Summarise database characteristics • OmopSketch

Introduction

In this vignette, we explore how the OmopSketch function databaseCharacteristics() and shinyCharacteristics() can serve as a valuable tool for characterising databases containing electronic health records mapped to the OMOP Common Data Model.

Create a mock CDM

We begin by loading the necessary packages and creating a mock CDM using the R package omock:

library(dplyr)
#> 
#> Attaching package: 'dplyr'
#> The following objects are masked from 'package:stats':
#> 
#>     filter, lag
#> The following objects are masked from 'package:base':
#> 
#>     intersect, setdiff, setequal, union
library(OmopSketch)
library(omock)

cdm <- mockCdmFromDataset(datasetName = "GiBleed", source = "duckdb")
#> ℹ Reading GiBleed tables.
#> ℹ Adding drug_strength table.
#> ℹ Creating local <cdm_reference> object.
#> ℹ Inserting <cdm_reference> into duckdb.

cdm
#> 
#> ── # OMOP CDM reference (duckdb) of GiBleed ────────────────────────────────────
#> • omop tables: care_site, cdm_source, concept, concept_ancestor, concept_class,
#> concept_relationship, concept_synonym, condition_era, condition_occurrence,
#> cost, death, device_exposure, domain, dose_era, drug_era, drug_exposure,
#> drug_strength, fact_relationship, location, measurement, metadata, note,
#> note_nlp, observation, observation_period, payer_plan_period, person,
#> procedure_occurrence, provider, relationship, source_to_concept_map, specimen,
#> visit_detail, visit_occurrence, vocabulary
#> • cohort tables: -
#> • achilles tables: -
#> • other tables: -

Database characteristics

Summarise Characteristics

The databaseCharacteristics() function provides a comprehensive overview of the Common Data Model (CDM). It returns a summarised result combining several characterisation components:

General database snapshot:
Generated using summariseOmopSnapshot(), this provides high-level metadata about the CDM, including size of person table, time span covered, source type, vocabulary version, etc.
Population characterisation:
Describes the demographics of population under observation, built using the CohortConstructor and CohortCharacteristics packages.
Person table characterisation:
Produced using summarisePerson(), this component summarises the content and missingness of the person table.
Observation period characterisation:
Produced using summariseObservationPeriod(), this component summarises the content and missingness of the observation period table.
Temporal trends — including changes in the number of records and subjects, median age, sex distribution, and total person-days — are then derived using summariseTrend().
Clinical tables characterisation:
Produced using summariseClinicalRecords(), this component summarises the content and missingness across all clinical tables.
Temporal trends in the number of records and subjects, median age, and sex distribution are also computed using summariseTrend().
Concept Counts: Optionally, concept-level summaries can be included by computing concept counts with summariseConceptIdCounts().

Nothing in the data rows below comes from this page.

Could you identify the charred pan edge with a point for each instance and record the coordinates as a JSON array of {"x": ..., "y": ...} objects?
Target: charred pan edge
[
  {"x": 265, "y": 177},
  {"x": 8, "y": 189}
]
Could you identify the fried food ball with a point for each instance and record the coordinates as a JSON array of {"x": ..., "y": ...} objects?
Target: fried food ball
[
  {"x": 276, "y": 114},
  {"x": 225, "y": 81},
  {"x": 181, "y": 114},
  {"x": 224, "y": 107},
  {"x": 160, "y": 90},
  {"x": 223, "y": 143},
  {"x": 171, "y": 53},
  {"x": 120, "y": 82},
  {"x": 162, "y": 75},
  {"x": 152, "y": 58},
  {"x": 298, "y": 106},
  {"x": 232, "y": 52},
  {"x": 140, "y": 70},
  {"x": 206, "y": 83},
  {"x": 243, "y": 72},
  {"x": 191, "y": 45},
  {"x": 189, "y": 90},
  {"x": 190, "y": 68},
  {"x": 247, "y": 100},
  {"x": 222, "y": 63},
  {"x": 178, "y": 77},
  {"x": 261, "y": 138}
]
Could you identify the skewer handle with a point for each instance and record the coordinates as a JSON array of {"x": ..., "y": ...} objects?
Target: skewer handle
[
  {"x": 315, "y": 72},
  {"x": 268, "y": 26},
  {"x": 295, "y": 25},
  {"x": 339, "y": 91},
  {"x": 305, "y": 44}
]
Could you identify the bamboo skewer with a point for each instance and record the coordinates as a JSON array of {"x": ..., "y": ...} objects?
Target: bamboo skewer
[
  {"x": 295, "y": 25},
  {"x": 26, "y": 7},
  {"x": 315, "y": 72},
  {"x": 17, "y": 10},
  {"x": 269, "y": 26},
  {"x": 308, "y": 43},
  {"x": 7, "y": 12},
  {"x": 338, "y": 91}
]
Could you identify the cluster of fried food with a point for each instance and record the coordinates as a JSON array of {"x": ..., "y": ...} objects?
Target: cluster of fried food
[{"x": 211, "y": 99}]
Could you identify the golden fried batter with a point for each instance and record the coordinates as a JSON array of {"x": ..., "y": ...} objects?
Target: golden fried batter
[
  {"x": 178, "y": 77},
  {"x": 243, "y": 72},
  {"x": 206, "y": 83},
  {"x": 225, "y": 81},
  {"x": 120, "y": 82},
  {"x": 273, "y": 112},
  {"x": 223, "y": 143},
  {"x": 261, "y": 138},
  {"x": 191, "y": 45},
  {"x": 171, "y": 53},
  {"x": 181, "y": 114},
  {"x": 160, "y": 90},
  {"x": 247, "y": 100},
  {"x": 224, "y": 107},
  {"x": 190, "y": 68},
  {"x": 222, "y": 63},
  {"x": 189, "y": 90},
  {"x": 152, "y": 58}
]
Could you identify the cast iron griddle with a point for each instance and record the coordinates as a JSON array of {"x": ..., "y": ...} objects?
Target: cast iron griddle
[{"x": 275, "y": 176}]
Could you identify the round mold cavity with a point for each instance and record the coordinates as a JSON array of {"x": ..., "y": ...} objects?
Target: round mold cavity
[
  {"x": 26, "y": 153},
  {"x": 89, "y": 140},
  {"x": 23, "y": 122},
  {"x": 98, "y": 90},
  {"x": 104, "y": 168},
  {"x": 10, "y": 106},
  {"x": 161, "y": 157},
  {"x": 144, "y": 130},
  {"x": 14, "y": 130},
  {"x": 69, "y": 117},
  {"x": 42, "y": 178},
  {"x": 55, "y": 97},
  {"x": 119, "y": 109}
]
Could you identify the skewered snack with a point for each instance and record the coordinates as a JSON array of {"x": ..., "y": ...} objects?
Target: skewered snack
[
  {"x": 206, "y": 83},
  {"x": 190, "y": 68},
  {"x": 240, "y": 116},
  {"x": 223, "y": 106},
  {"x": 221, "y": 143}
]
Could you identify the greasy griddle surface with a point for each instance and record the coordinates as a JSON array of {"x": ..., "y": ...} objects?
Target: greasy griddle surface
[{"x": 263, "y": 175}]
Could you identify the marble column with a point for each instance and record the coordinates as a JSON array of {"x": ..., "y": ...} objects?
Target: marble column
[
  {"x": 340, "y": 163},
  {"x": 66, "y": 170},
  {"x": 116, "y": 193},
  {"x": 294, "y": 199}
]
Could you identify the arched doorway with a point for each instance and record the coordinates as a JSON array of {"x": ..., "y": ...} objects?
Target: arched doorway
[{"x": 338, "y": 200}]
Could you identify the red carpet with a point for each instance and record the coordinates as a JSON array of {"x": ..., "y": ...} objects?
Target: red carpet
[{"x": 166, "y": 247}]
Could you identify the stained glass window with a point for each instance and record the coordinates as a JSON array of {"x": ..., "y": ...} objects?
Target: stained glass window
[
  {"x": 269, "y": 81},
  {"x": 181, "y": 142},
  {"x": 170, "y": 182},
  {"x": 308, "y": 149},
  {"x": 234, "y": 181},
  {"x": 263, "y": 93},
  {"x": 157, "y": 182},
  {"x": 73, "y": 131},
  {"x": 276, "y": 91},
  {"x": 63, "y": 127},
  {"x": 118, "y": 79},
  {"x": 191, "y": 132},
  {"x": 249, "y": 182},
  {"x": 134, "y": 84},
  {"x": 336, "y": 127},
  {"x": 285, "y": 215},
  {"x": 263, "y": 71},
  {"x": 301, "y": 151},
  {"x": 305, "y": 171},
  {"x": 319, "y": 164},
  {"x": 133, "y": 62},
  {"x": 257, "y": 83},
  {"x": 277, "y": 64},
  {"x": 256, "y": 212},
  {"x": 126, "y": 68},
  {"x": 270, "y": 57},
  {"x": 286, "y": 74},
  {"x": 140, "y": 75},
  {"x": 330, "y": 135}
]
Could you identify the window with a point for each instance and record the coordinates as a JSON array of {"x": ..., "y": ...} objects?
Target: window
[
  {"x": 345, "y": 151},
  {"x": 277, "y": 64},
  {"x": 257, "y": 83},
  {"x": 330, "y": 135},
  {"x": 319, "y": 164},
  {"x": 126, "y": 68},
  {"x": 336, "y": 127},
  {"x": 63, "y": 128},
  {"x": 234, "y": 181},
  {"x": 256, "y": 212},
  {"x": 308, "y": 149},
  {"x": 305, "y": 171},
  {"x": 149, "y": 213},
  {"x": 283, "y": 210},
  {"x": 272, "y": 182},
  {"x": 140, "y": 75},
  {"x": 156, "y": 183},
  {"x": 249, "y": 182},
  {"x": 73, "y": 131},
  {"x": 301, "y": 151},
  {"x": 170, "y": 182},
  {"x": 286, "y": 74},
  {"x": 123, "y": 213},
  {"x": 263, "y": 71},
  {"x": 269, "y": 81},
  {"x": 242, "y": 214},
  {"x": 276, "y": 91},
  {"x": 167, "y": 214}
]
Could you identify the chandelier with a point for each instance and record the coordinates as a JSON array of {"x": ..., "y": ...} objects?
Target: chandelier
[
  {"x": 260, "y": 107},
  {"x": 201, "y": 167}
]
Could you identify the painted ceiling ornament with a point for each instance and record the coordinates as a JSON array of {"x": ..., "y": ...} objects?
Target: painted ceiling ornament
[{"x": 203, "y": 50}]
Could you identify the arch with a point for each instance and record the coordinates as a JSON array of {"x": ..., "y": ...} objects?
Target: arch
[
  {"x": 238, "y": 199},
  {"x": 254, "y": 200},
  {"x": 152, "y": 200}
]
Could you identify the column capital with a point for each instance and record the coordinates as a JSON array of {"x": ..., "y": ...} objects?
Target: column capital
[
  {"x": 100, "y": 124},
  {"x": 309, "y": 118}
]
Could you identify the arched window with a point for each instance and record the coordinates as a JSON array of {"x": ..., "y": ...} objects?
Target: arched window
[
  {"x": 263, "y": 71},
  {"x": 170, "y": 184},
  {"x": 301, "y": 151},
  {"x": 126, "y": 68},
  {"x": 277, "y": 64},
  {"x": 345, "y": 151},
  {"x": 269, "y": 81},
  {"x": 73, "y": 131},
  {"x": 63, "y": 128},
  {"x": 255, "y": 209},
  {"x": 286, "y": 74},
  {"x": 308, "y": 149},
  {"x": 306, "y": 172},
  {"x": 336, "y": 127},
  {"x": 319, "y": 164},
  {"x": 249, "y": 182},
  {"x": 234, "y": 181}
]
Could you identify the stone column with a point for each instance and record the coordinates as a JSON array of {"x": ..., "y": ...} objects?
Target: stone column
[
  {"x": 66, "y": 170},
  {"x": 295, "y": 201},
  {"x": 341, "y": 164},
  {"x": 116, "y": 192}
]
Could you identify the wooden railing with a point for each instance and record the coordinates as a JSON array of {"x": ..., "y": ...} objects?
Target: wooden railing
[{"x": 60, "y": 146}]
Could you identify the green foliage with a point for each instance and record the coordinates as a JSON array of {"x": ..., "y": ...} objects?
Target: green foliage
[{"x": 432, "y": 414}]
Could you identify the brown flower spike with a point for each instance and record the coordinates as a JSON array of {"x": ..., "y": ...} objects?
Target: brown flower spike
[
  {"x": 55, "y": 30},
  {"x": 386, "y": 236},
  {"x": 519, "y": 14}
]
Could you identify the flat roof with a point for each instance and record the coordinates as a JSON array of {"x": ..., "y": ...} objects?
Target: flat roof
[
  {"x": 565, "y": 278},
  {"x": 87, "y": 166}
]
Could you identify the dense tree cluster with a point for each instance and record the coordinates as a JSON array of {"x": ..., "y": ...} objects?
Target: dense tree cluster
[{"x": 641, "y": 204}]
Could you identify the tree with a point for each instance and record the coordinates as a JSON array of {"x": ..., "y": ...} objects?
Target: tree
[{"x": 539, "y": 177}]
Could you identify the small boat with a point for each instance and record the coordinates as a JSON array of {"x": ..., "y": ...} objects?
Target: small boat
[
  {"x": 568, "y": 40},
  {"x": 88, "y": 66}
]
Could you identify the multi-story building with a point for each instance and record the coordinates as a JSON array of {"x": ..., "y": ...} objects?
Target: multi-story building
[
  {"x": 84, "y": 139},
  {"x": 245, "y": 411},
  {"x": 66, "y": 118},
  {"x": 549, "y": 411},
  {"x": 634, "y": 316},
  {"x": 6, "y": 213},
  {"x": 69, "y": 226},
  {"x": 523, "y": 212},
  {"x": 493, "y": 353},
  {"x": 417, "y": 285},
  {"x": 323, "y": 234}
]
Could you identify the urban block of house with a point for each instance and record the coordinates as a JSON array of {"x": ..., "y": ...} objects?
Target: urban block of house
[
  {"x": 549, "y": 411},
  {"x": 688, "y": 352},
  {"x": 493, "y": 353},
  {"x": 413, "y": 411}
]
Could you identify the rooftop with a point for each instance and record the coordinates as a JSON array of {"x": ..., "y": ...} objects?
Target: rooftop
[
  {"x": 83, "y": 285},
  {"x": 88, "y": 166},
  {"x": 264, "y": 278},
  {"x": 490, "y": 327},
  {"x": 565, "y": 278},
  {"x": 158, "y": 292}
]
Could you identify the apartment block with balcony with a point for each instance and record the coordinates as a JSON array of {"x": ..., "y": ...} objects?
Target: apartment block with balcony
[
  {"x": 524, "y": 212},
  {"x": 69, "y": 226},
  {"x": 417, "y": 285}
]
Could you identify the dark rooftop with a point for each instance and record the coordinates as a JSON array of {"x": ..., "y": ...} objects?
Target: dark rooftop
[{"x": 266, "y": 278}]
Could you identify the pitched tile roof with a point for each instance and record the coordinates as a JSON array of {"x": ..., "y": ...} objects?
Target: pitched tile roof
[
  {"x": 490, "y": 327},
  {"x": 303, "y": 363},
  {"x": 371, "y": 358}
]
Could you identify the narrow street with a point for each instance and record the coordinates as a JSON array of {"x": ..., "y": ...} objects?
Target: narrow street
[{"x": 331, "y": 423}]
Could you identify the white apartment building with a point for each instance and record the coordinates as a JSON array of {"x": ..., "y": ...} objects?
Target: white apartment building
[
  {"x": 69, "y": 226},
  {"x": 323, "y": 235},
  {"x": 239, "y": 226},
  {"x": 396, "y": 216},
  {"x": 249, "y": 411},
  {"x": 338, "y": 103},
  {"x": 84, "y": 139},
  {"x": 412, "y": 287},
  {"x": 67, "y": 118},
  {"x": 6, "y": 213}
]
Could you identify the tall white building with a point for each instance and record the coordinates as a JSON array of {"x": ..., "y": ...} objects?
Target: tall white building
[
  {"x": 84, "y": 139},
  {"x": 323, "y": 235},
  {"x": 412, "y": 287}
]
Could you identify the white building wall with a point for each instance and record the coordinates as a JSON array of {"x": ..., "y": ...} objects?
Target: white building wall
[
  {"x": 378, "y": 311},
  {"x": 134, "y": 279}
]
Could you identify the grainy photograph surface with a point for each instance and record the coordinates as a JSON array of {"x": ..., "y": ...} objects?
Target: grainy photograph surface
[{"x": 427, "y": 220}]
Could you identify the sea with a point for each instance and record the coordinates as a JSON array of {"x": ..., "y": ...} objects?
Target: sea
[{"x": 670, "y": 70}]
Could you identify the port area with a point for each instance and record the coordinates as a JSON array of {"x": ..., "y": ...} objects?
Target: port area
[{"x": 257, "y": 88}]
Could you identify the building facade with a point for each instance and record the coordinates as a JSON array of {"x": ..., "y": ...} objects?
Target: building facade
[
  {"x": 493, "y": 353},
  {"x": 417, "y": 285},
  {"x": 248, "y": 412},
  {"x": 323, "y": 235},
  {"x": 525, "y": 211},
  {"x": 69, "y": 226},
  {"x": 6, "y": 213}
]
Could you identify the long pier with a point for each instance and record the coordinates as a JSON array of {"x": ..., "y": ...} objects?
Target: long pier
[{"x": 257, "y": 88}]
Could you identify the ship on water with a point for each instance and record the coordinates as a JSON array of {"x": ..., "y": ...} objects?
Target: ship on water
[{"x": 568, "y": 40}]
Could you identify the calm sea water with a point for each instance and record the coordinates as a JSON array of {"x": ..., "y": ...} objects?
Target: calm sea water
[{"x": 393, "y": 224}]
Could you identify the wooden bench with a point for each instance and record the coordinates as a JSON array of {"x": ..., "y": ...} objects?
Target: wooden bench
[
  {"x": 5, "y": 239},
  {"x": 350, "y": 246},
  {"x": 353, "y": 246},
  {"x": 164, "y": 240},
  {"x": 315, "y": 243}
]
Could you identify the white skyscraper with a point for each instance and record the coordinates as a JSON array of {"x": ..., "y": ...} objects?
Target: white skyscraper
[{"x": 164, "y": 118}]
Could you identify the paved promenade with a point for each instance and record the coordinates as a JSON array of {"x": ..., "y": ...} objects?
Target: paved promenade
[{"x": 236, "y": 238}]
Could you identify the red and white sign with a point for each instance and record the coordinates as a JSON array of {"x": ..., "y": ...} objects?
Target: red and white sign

Together, these outputs provide a holistic view of the CDM’s structure, data completeness, and temporal behaviour — supporting both data quality assessment and study feasibility evaluation.

result <- databaseCharacteristics(cdm = cdm)

Selecting tables to characterise

By default, the following OMOP tables are included in the characterisation: visit_occurrence, visit_detail, condition_occurrence, drug_exposure, procedure_occurrence, device_exposure, measurement, observation, death.

You can customise which tables to include in the analysis by specifying them with the omopTableName argument.

result <- databaseCharacteristics(
  cdm = cdm, 
  omopTableName = c("drug_exposure", "condition_occurrence")
)

Stratifying by Sex

To stratify the characterisation results by sex, set the sex argument to TRUE:

result <- databaseCharacteristics(
  cdm = cdm,
  omopTableName = c("drug_exposure", "condition_occurrence"),
  sex = TRUE
)

Stratifying by Age Group

You can choose to characterise the data stratifying by age group by creating a list defining the age groups you want to use.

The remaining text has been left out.